Non penso si possa fare una suddivisione netta, ma in linea generale gli americani hanno meno preconcetti e sono più pronti a sperimentare. Devo aggiungere, però, che l’approccio degli italiani sta cambiando, aprendosi molto di più alle novità rispetto al passato. Bisogna anche dire che gli italiani hanno un fortissimo senso della convivialità e dello stare – bene – a tavola, e danno grande importanza al servizio: una caratteristica che non sempre contraddistingue i commensali stranieri”.

In cosa consiste il progetto Romeo Chef & Baker, il nuovo ristorante “polifunzionale”? Come è nata questa idea?
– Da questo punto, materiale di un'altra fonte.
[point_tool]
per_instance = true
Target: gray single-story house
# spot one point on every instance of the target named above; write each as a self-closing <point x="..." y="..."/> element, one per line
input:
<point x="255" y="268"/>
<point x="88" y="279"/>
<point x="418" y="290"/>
Romeo è nato nel 2012 nel quartiere Prati e, nel 2017, si è spostato nell’attuale sede di Testaccio, ingrandendosi. Il nuovo locale occupa 2000 mq ed è composto da tante ‘anime’. Infatti, oltre alla zona ristorante e cocktail bar, ospita la pizzeria Giulietta (dedicata alle tradizioni romana e napoletana), la gelateria Frigo, l’area gastronomia, una sala conferenze… insomma, è uno spazio che si presta a soddisfare le esigenze più diverse. L’idea alla base del progetto è proprio quella di rendere maggiormente varia e accessibile la nostra proposta“.

Come giudica la sua esperienza a Masterchef e come valuta questi tipi di reality?

È stata un’esperienza divertente. È bello vedere tanta passione e determinazione in concorrenti che di mestiere non fanno i cuochi. Sono favorevole a programmi come Masterchef, se contribuiscono ad avvicinare gente al mondo della Cucina; detto questo, le persone devono sapere che la vita reale all’interno di una brigata è un’altra cosa“.

Quanto è importante la formazione nel settore?

Direi che è fondamentale. Senza una solida preparazione non si va da nessuna parte: vale per qualunque lavoro, anche per quello di chef. Grazie all’Associazione Nazionale ‘Ambasciatori del Gusto’, di cui sono Presidente, io e tanti colleghi abbiamo la possibilità di parlare dell’argomento e cerchiamo di collaborare con istituzioni e scuole professionali per far crescere la qualità dell’offerta formativa. Non a caso, in occasione del primo convegno dell’Associazione, lo scorso ottobre, abbiamo dedicato a questo tema un apposito ciclo di interventi“.

Dato che è un fiume in piena, cosa possiamo aspettarci da lei nel prossimo futuro?

È vero, sono sempre pronta a cimentarmi in nuove iniziative! Chissà… Una parte del mio cuore è rimasta negli Stati Uniti. Ho preso ispirazione dai posti visitati nei miei viaggi per dare vita al progetto di Romeo e penso che un tipo di proposta simile possa essere molto apprezzato in una città come New York, per esempio… mai dire mai!“.